As vendas de veículos premium respondem por uma pequena fatia do mercado aqui e deverão crescer no futuro”, afirma Frank Wittemann, presidente da Land Rover na América Latina. As vendas de carros de luxo representam apenas 3% do total de automóveis comercializados no Brasil. Nos Estados Unidos e na China, a proporção está em torno de 10%. Na Alemanha, chega a 30%.
A Audi e a Mercedes já haviam tentado aproveitar esse potencial no passado — sem sucesso. Em 1999, a Mercedes passou a produzir o modelo Classe A na fábrica de Juiz de Fora, em Minas Gerais — o primeiro carro fabricado pela empresa no Brasil. Mas as vendas ficaram abaixo do esperado, em parte porque o carro era visto como caro demais pelo que oferecia.
A montadora acabou suspendendo a fabricação local em 2010. Hoje, a unidade de Juiz de Fora produz apenas caminhões. Por que agora a Mercedes espera um desempenho melhor? “Apostamos em modelos Classe C e no GLA, que já são sucesso de vendas”, diz Holger Marquardt, diretor-geral da divisão de automóveis da Mercedes-Benz na América Latina e no Caribe .

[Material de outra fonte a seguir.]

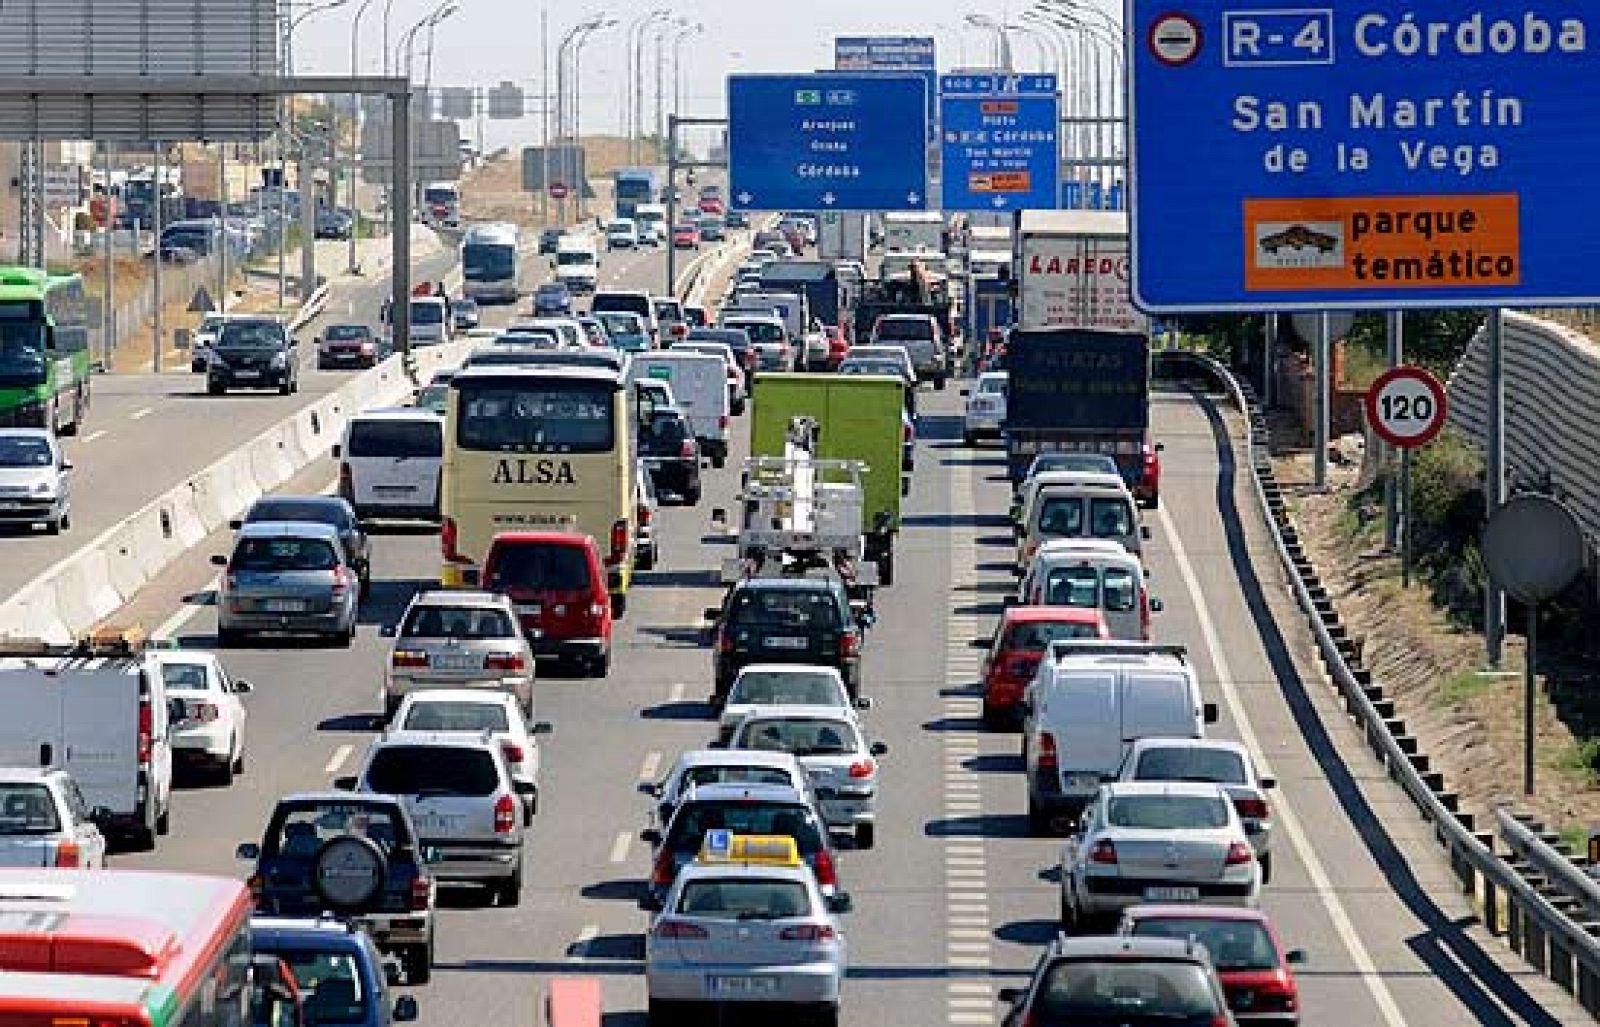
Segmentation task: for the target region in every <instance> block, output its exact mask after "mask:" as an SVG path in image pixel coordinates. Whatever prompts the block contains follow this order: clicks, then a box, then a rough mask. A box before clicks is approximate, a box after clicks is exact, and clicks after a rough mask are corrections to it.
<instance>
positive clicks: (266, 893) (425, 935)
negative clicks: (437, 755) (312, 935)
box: [237, 792, 435, 984]
mask: <svg viewBox="0 0 1600 1027" xmlns="http://www.w3.org/2000/svg"><path fill="white" fill-rule="evenodd" d="M237 856H238V857H240V859H245V861H251V862H254V865H256V869H254V872H253V873H251V877H250V883H251V889H253V891H254V893H256V912H259V913H266V915H269V917H322V915H323V913H331V915H334V917H341V918H347V920H350V921H354V923H355V925H358V926H360V928H362V929H365V931H366V933H368V934H370V936H371V937H373V941H374V942H378V947H379V950H382V952H392V953H395V955H397V957H398V958H400V965H402V968H403V969H405V976H406V984H426V982H427V979H429V977H430V976H432V968H434V899H435V888H434V881H432V880H430V878H429V875H427V856H429V854H427V853H424V851H422V845H421V841H419V835H418V832H416V824H413V821H411V814H410V813H406V808H405V803H403V801H402V800H400V798H397V797H394V795H366V793H352V792H312V793H304V795H286V797H283V798H280V800H278V805H277V808H275V809H274V811H272V817H270V819H269V821H267V829H266V832H264V833H262V837H261V843H259V845H256V843H253V841H246V843H243V845H240V846H238V849H237Z"/></svg>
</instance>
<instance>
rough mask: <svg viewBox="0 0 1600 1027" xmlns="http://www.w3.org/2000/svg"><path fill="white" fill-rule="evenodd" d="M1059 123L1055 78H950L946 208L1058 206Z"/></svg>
mask: <svg viewBox="0 0 1600 1027" xmlns="http://www.w3.org/2000/svg"><path fill="white" fill-rule="evenodd" d="M1059 123H1061V98H1059V93H1058V90H1056V77H1054V75H998V74H978V75H944V77H942V78H941V80H939V125H941V134H942V139H944V142H942V146H944V149H942V165H944V210H950V211H979V210H990V211H995V210H1000V211H1005V210H1024V208H1034V210H1038V208H1046V210H1048V208H1053V206H1056V200H1058V195H1056V182H1058V178H1059V173H1061V144H1059V142H1058V139H1059Z"/></svg>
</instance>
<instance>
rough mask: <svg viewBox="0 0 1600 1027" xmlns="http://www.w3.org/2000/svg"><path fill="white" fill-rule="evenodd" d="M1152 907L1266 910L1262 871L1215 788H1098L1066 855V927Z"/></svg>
mask: <svg viewBox="0 0 1600 1027" xmlns="http://www.w3.org/2000/svg"><path fill="white" fill-rule="evenodd" d="M1147 902H1206V904H1211V905H1246V907H1256V905H1258V904H1259V902H1261V864H1259V862H1256V851H1254V848H1251V845H1250V840H1248V838H1246V835H1245V825H1243V824H1242V822H1240V819H1238V814H1237V813H1235V811H1234V803H1232V801H1229V795H1227V792H1224V790H1222V787H1221V785H1214V784H1181V782H1162V784H1157V782H1136V784H1128V782H1115V784H1107V785H1101V789H1099V792H1096V793H1094V798H1093V800H1090V805H1088V806H1086V808H1085V809H1083V819H1082V821H1080V822H1078V830H1077V833H1074V835H1070V837H1067V843H1066V845H1064V846H1062V849H1061V923H1062V926H1064V928H1066V929H1067V931H1083V929H1090V928H1091V926H1093V921H1109V920H1115V918H1117V917H1120V915H1122V912H1123V910H1125V909H1128V907H1130V905H1141V904H1147Z"/></svg>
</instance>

A Audi começou a produzir seu modelo de entrada, o A3 Sedan Attraction 1.4, em São José dos Pinhais, no Paraná, também em 1999. As projeções de vendas, porém, eram otimistas demais para a época, e a demanda fraca não tornou a operação rentável. “Naquele momento, carro com ar-condicionado era de luxo. Hoje, o equipamento está presente em praticamente todos os modelos.
O aumento do poder aquisitivo dos consumidores abriu espaço para montadoras como Audi e Mercedes, que têm como vender mais no Brasil de hoje”, diz Augusto Amorim, diretor da consultoria especializada no setor automotivo IHS. A relativa tranquilidade das montadoras de carros de luxo em meio à crise se devia ao fato de que seus resultados só começaram a piorar de fato neste ano.
Em 2015, enquanto as vendas de automóveis caíram 24%, as de Audis e Mercedes aumentaram mais de 40%. A BMW cresceu 5% e a Land Rover teve retração de 6% (ainda assim, mais branda do que a média do mercado).
“Em geral, quem compra esses carros não usa financiamento e, portanto, não deixa de comprar quando os juros sobem, o que acontece no segmento econômico”, afirma Raphael Galante, consultor da Oikonomia, especializada no setor automotivo. Recentemente, o agravamento da crise levou muitos desses consumidores a cortar gastos e, por isso, as vendas de carros mais caros caíram.
Também conta a favor dessas empresas o fato de o investimento necessário para montar fábricas de carros de luxo ser menor do que o gasto nas de automóveis populares, porque a produção é maior no segundo caso. A expansão da unidade da Nissan em Resende, no Rio de Janeiro, custará 750 milhões de reais, o mesmo valor que a Land Rover usou para construir sua fábrica inteira.
Além disso, pelo menos até agora, elas contam com o incentivo fiscal do governo. Aos consumidores que sonharam em pagar mais barato para ter seu carrão, só resta mesmo um lembrete: quem mandou acreditar no governo?
Atualização: Texto corrigido em 1º/jul/2016 com o cargo correto do executivo Holger Marquardt.